みなさんこんにちは、Kuruといいます。12月も中旬に入り、かなり寒くなってきましたね。寒いと言えば低温、低温といえば超流動ですよね(?)。ということでここでは超流動について、特に皆さんご存知のヘリウムについてほんの少し記事を書こうと思います(今年は真面目な記事が多いということで、「クレイジーすぎるRTA10選!」とか、「ゼルダの伝説各作品の推しポイント!」とか、「ジョジョ立ちについてッ!!」みたいな誰得記事を書いても良かったんですが、HeIIについて書くと最初に行ってしまったので真面目な記事にしました)。まず、ヘリウムには安定同位体が二つあり、一つは原子核が陽子二つと中性子二つからなるヘリウム4で、もう一つは原子核が陽子二つと中性子一つからなるヘリウム3です。当然、ヘリウム4はボソン、ヘリウム3はフェルミオンです。ヘリウム3にもフェルミオンに特有の大変面白い性質があるのですが、ここではボソンであるヘリウム4に話を絞ります。

序論

ボソンであるヘリウム4は、1907年にKamerlingh Onnesによって液化され、以降いわゆる低温物理学に欠かせない存在となりました。しかし、Onnesが液化して以降、ヘリウム4そのものには(少なくとも私が知る限り)劇的な発展はなく、今回私が話す超流動の発見には Pyotr Kapitsaの1937年の実験まで待たねばなりませんでした。Kapitsaは、温度2.18Kで液体ヘリウム4の沸騰が止まり、静かな別の相に転移することを見出したのです(風の噂ではOnnesは既に超流動ヘリウムを冷却によって得ていたが、それに気づかなかったらしい)。この状態をHeIIと呼びます(ただの液体ヘリウム4をHeIと呼びます)。転移点で比熱は発散し、その形状はギリシャ文字λに似ていることからλ点と呼ばれます。ヘリウム4はボソンであるため、(ヘリウムが理想ボース気体だとすれば)極低温ではBose-Einstein凝縮が起こると予想されます。実際、ヘリウム4は理想ボース気体であると仮定してBose-Einstein凝縮の転移温度を計算すると(転移温度は密度に依存するので一意には定まりませんが)ある密度に対してその転移温度はλ点の実測値2.18Kに近い値になります。

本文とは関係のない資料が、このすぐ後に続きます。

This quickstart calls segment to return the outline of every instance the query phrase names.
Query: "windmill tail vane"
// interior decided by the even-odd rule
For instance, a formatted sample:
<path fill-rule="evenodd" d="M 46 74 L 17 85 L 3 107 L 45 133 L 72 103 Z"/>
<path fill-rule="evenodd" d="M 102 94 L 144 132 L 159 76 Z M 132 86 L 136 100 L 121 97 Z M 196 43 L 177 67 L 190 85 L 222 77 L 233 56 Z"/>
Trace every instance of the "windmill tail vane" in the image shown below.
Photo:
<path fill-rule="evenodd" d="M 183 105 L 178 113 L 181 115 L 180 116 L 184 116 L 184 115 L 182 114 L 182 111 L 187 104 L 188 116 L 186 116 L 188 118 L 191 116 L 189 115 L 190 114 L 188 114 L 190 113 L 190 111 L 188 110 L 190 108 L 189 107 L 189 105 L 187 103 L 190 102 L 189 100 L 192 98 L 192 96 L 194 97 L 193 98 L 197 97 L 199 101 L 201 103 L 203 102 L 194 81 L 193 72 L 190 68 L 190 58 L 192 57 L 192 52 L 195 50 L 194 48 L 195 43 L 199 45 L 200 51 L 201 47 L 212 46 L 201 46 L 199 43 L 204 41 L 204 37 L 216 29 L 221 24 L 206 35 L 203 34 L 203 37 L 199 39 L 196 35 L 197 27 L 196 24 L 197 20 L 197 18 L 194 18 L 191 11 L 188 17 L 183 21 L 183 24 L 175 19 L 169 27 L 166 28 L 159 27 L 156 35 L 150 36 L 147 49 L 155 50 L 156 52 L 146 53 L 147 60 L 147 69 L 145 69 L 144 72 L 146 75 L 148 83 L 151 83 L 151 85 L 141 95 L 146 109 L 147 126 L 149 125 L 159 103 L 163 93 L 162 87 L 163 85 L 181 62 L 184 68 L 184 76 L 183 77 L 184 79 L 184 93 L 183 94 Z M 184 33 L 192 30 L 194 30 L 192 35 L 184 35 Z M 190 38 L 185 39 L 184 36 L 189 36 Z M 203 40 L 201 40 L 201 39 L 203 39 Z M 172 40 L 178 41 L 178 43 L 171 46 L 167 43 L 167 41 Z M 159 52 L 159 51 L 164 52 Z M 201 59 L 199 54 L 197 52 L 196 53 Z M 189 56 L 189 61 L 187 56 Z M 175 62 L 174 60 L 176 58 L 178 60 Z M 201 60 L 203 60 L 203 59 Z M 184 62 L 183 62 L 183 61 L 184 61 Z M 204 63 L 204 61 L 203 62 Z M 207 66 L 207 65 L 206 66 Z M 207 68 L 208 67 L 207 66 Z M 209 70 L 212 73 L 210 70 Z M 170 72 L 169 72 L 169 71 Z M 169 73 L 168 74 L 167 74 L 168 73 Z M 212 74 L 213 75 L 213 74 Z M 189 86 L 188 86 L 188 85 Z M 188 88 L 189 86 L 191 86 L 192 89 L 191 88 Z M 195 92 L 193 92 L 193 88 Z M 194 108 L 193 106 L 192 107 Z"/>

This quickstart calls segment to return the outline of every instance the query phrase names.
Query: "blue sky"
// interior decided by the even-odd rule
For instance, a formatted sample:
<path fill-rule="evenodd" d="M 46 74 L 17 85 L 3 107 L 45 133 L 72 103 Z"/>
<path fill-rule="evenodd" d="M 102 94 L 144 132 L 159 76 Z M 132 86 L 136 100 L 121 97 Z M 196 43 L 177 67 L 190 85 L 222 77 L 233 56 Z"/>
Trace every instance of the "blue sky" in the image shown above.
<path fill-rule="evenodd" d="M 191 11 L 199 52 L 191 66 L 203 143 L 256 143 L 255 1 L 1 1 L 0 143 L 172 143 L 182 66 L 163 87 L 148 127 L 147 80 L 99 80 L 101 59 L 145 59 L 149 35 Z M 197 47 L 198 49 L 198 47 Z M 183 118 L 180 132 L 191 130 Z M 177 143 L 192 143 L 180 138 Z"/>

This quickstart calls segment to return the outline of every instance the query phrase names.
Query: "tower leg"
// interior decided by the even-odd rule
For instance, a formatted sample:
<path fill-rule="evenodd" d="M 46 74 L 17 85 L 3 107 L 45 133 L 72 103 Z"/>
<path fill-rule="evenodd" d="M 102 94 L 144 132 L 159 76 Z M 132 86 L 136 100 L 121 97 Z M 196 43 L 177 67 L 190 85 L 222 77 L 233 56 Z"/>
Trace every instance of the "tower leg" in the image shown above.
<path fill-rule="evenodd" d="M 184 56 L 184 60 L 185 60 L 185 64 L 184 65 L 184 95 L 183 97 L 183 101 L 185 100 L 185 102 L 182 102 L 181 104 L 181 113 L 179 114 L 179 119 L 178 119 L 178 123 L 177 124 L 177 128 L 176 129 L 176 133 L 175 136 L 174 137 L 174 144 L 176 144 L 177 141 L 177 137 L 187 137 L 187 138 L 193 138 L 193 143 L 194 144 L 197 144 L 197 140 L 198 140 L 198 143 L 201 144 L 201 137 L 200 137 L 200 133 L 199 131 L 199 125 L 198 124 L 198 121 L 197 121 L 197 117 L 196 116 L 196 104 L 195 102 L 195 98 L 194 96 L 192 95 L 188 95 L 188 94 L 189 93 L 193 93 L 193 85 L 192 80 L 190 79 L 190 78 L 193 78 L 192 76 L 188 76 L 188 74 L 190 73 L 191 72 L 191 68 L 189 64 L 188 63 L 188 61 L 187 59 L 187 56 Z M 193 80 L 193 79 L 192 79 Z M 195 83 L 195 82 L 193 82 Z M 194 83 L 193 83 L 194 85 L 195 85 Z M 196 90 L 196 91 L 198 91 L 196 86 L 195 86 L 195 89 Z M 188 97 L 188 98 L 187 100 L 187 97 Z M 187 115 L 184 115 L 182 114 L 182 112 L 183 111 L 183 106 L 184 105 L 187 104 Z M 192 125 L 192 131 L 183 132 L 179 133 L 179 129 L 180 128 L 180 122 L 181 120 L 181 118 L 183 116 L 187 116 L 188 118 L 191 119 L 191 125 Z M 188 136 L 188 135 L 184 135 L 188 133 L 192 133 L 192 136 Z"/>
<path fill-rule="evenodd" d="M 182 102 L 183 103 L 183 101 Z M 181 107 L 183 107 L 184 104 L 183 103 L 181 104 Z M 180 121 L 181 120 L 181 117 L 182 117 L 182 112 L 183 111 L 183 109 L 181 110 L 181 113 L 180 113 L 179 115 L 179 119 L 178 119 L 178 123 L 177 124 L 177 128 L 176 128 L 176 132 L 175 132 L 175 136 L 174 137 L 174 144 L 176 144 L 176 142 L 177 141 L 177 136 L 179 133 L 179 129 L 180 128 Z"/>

しかし、転移点近傍の比熱の振る舞いは、ヘリウム4が理想ボース気体だと仮定すると説明できません。実際、理想ボース気体の転移点以下での比熱の振る舞いは
$$
C_{\mathrm{ideal}} \propto T^{3/2}
$$
になりますが、実験では
$$
C_{\mathrm{experiment}} \propto T^{3}
$$
です。これは看過できません。すなわち、ヘリウム4は理想Bose気体ではないということを表しています(これに関連して、相互作用を操作できるほとんど理想的なボース気体での凝縮として1995年でのレーザーによる冷却現象があります。これも非常に面白い話題ではありますが、ここでは省略します)。もちろん、何らかの形でBose-Einstein凝縮が関わることは間違い無いと考えられています。実は、λ点以下で比熱が
$$
C \propto T^{3}
$$
と振る舞うことは(現象論的には)理解されています。これはFeynmanによって説明されました。
λ点図1.png

図1 ヘリウム4のλ点。

HeIIの種々の性質

HeIIには種々の非常に面白い性質があります。いくつか列挙すると:

  1. HeIIは蒸発はするが沸騰はしない。これは熱伝導率が無限大であると説明される。
  2. 粘性が(ある条件下で)0である。ある臨界速度$V_{\mathrm{c}}$以下で、HeIIは抵抗ゼロで毛細管を流れる。これはHeIIの粘性が0であることを示唆する。しかし、シリンダーを液体ヘリウム内部に設置してシリンダーを回転させると、シリンダーからHeIIに角運動量が移動する。これはHeIIの粘性が0では無いことを示唆する。これらの結果から、定性的には、HeIIは粘性0の超流動成分と、粘性が0ではない常流動性分の完全な混同体であると言える。観測データを再現するには、常流動性分の「密度」$\rho_{\mathrm{n}}$と超流動成分のそれ$\rho_{\mathrm{s}}$の比は温度依存性を持つと仮定しなければならない(Landauの相転移理論に従うと考えれば、秩序パラメータがこの比に相当しそうだとわかりますね。実際にはあまりうまくいきませんが。)。
  3. 熱機械効果あるいは噴水効果、そして機械熱効果(名前が似ていてややこしい:後者はmechano-chaloric effectという)。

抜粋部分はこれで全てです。